令和六年一月中旬 埼玉県秩父市の恒持神社に参拝しました。
ここの本当のお目当ては境内社の諏訪神社。恒持神社の御本殿覆屋とは別棟になっています。

明治十三年(1880)建立
明治四十一年(1908)恒持神社末社として合祀
工匠 荒木和泉(藤原脩安)
彫師 熊谷玉井村住 小林栄次郎 (秩父市公式サイトより転載)
噂に違わぬ 見事な御本殿が鎮座していました。

兎ノ毛通しには鳳凰。中備は子引き龍。木鼻は獅子と獏です。

懸魚の影に隠れて 唐破風下にも龍がいました。

向拝中備の龍。

扉も凄い事になっています。

向拝柱は 珍しい事に左右とも昇り龍。刺青では「昇りっ放しで良くない」と言って嫌う人が多いです。

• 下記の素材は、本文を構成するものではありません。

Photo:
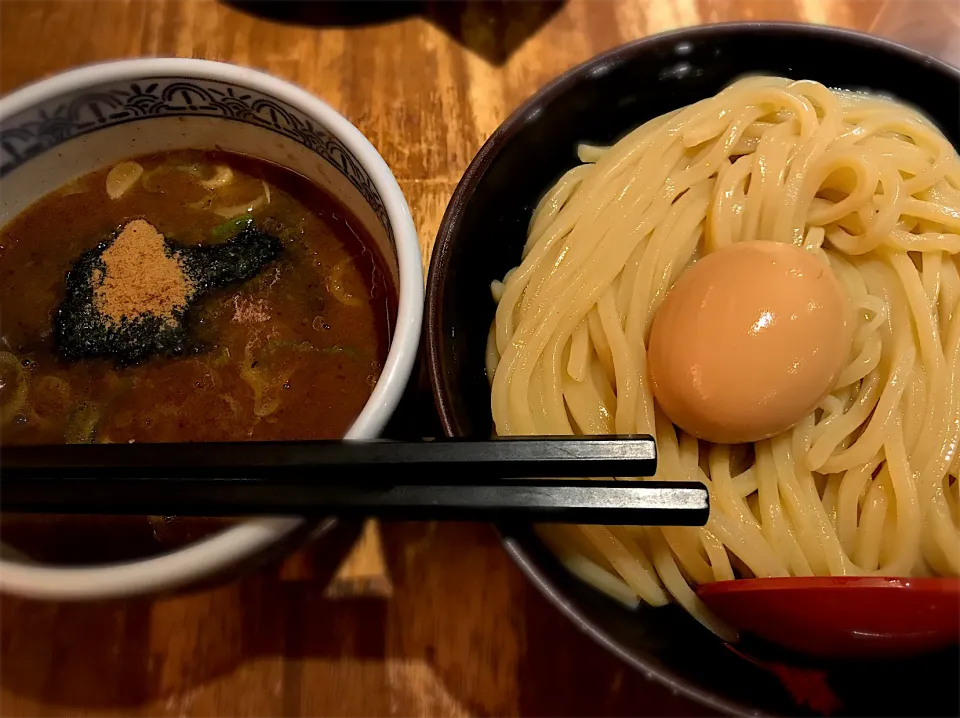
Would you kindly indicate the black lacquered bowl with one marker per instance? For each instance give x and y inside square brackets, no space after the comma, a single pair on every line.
[481,237]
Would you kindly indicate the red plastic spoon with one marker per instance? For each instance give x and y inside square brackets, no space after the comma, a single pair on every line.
[843,617]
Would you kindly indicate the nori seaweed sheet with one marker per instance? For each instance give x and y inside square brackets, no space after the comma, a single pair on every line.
[82,332]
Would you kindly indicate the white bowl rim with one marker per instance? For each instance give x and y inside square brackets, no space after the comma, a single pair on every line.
[230,546]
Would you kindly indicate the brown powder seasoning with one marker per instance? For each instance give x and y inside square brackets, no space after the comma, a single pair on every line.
[141,276]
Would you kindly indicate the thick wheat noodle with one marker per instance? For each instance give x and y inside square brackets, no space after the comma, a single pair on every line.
[864,485]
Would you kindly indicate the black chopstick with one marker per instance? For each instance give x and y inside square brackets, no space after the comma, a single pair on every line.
[496,480]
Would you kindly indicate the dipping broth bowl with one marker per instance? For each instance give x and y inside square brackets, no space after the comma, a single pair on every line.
[481,237]
[80,121]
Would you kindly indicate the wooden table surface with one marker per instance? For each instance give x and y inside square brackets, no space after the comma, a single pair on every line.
[462,635]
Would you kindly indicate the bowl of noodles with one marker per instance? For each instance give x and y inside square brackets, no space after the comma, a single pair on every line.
[566,236]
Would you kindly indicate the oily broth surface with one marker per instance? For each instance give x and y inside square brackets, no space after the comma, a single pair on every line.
[291,354]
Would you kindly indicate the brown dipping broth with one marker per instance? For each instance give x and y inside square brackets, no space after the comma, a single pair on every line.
[291,354]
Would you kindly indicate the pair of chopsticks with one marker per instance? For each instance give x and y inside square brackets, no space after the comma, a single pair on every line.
[500,479]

この覆屋は 元々は周りにぐるりと開口部があった様ですが 今は塞いであります。なので節穴や板の隙間から失礼しました。

向拝柱を横から見ると こんな感じ。

胴羽目は 三国志演義中盤の名場面の一つ「長坂坡の戦い」から 張飛大鬧長坂橋。長坂橋で大喝する張飛翼徳です。
お得意の合成でどうぞ。

長坂橋に立った張飛は 迫り来る曹操軍に向かって「燕人張飛 これにあり! 俺と命がけの勝負をしたい奴はいるか!」と大喝します。何千人(文献によって数十万人)もいる曹操軍が張飛のこの一喝でビビります。

脇障子は斜めについていて おそらく曹操軍兵士だと思いますが 張飛から逃げているのか 独立した絵柄なのかは 分かりません。どちらにしても ちょっと楽しそうな感じです。

腰羽目には唐子の獅子舞がありました。

残念ながら背面は 隙間がうまい具合に並んでいなかったので 胴羽目全体は見えませんでした。
が 明らかにこれも三国志演義の名場面「長坂坡の戦い」から 趙雲救幼主でしょう。劉備の妃・糜夫人に幼主・阿斗を託された趙雲は曹操軍の中を単騎脱出します。

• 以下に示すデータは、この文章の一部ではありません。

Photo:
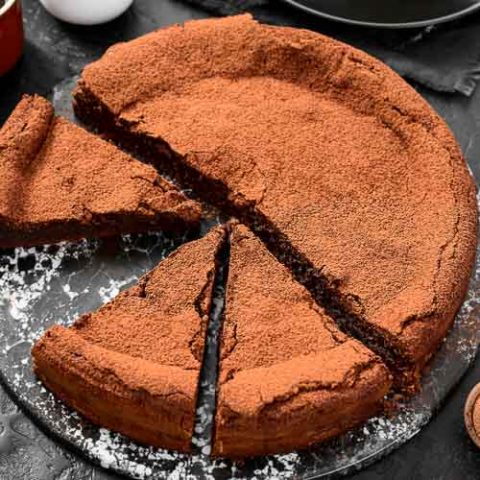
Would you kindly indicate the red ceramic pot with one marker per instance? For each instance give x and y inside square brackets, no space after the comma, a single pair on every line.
[11,34]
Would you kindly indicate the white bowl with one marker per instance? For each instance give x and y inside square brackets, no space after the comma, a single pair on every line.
[86,12]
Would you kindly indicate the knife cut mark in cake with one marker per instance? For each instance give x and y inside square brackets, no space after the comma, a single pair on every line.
[59,182]
[288,376]
[343,169]
[133,365]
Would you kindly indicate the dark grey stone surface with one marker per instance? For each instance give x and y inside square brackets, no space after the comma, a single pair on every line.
[54,51]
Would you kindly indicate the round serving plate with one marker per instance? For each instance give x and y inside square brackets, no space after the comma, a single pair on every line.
[388,14]
[43,286]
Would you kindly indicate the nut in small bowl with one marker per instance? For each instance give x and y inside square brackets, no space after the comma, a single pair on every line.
[472,414]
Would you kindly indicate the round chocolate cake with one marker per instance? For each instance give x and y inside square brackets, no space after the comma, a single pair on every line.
[361,216]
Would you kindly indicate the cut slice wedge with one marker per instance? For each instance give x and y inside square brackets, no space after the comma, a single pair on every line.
[59,182]
[288,377]
[133,366]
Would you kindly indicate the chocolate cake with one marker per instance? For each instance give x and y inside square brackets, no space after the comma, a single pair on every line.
[133,365]
[288,376]
[59,182]
[345,172]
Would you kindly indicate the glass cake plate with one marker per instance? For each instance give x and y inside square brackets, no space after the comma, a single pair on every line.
[43,286]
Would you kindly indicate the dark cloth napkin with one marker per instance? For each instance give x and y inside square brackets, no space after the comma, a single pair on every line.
[445,57]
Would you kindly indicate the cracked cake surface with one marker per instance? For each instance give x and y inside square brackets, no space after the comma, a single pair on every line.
[59,182]
[133,365]
[288,377]
[324,151]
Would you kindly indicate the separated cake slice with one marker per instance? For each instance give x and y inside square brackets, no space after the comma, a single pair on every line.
[133,366]
[288,377]
[59,182]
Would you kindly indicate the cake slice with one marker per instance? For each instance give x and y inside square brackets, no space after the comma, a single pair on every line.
[59,182]
[288,377]
[133,365]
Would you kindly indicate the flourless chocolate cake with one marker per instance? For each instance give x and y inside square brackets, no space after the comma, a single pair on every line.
[133,366]
[59,182]
[343,169]
[288,376]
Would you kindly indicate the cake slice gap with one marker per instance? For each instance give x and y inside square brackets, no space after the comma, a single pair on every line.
[133,366]
[59,182]
[288,377]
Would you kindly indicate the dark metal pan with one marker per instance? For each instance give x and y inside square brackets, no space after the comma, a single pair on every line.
[388,13]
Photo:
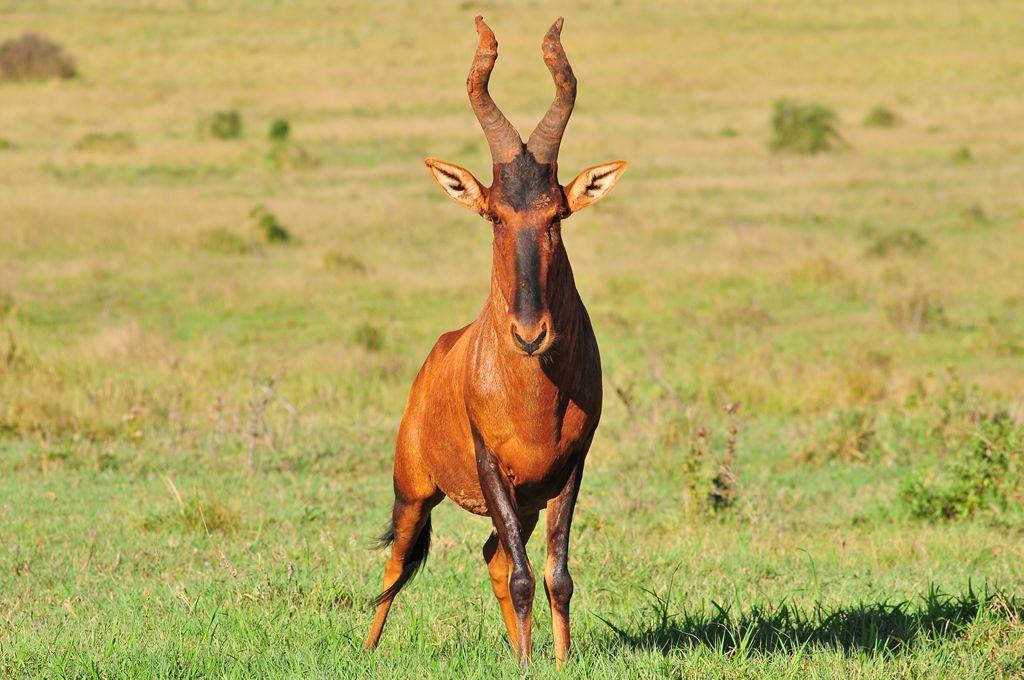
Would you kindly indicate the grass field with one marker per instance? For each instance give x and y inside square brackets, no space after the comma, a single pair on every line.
[862,305]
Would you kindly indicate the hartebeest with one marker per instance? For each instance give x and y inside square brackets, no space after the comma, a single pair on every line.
[502,414]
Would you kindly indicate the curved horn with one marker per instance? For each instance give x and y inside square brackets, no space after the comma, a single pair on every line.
[505,142]
[548,134]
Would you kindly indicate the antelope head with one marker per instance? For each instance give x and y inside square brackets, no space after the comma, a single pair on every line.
[525,203]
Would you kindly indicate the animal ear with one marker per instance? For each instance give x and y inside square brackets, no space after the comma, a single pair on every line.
[593,183]
[460,184]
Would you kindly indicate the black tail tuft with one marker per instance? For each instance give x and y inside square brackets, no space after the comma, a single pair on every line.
[386,539]
[414,561]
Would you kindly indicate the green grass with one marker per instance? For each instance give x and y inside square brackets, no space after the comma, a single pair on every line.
[862,306]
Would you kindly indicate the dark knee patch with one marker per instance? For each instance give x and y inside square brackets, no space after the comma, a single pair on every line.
[560,587]
[521,589]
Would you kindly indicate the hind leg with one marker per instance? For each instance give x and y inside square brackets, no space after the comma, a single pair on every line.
[500,566]
[410,536]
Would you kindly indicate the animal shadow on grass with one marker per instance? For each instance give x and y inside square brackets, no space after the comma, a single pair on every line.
[867,628]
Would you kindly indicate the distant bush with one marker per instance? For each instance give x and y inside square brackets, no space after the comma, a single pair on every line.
[984,478]
[712,482]
[804,128]
[976,213]
[34,57]
[266,226]
[369,337]
[222,125]
[881,117]
[280,130]
[847,436]
[105,142]
[905,241]
[285,153]
[962,155]
[338,261]
[916,312]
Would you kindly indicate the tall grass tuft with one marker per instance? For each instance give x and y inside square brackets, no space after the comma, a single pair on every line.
[880,117]
[222,125]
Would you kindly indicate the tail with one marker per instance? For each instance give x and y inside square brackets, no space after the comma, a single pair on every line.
[414,561]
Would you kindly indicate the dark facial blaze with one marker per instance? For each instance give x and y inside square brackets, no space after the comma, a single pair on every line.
[526,202]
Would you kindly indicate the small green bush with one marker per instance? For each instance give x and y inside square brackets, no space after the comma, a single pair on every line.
[266,226]
[112,142]
[33,56]
[222,125]
[880,117]
[804,128]
[984,478]
[280,130]
[847,436]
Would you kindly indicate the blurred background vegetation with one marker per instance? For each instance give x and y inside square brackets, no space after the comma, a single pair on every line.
[222,262]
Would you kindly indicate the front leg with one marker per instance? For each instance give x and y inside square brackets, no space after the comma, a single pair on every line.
[557,582]
[504,513]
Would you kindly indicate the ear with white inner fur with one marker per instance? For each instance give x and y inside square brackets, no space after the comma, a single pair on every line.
[593,183]
[460,184]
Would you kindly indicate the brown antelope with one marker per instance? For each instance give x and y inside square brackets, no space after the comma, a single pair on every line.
[502,414]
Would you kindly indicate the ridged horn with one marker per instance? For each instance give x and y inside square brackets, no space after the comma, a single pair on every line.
[547,136]
[503,138]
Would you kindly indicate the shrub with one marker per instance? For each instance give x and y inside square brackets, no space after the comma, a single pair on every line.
[916,312]
[881,117]
[847,436]
[983,479]
[34,57]
[266,226]
[804,128]
[222,125]
[104,142]
[724,485]
[906,241]
[280,130]
[962,155]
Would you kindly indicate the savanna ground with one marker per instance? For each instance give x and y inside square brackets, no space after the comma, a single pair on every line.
[862,305]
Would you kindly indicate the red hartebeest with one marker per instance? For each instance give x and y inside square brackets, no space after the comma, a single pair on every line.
[502,414]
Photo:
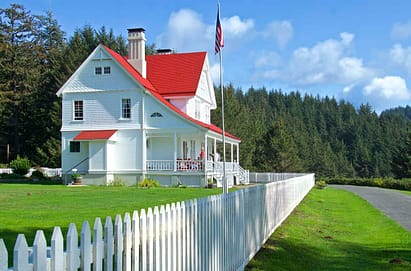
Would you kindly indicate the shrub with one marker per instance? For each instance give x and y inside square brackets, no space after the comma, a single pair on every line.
[117,182]
[38,174]
[148,183]
[320,184]
[403,184]
[20,165]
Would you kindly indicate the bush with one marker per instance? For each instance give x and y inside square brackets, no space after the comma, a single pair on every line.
[38,174]
[320,184]
[117,182]
[20,166]
[403,184]
[148,183]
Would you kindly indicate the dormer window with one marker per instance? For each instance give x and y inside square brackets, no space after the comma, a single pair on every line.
[126,108]
[78,110]
[97,70]
[102,70]
[156,115]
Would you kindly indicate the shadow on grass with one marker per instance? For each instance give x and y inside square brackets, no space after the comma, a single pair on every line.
[9,237]
[284,254]
[51,181]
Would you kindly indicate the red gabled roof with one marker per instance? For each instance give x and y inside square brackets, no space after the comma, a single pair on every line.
[153,89]
[175,74]
[95,135]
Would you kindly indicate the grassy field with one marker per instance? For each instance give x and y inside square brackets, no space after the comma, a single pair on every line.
[336,230]
[27,208]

さて いよいよメインの左面。こちら側には節穴が沢山あります。

ただ 非常に暗いのが難です。

胴羽目は三国志演義序盤の名場面 三顧茅廬。いわゆる三顧の礼です。

劉備玄徳が諸葛孔明を軍師に迎えようと家を三回訪ねて三回目でやっと在宅していたが 孔明はお昼寝中だったという場面。劉備は目が覚めるまで待ったと言います。

童子「先生はお昼寝中だよ」

劉備「それではお目覚めになるまで 待ちましょう」

張飛「へ⁉︎ 何言ってんですかぃ兄貴! 奴ぁ寝てんですぜ 帰りやしょう!」

関羽「静かにせんか!さもないと貴様の髭に火を着けるぞ!」


脇障子は青龍偃月刀を持った 関羽雲長。こちらは胴羽目とは別の構図なので 右側脇障子も独立した絵柄なのか それともこちらの関羽とセットなのかも知れません。

腰羽目は司馬温公瓶割。水を張った水瓶に落ちた友人を助ける為に躊躇なく高価な瓶を割ったという司馬光の話ですね。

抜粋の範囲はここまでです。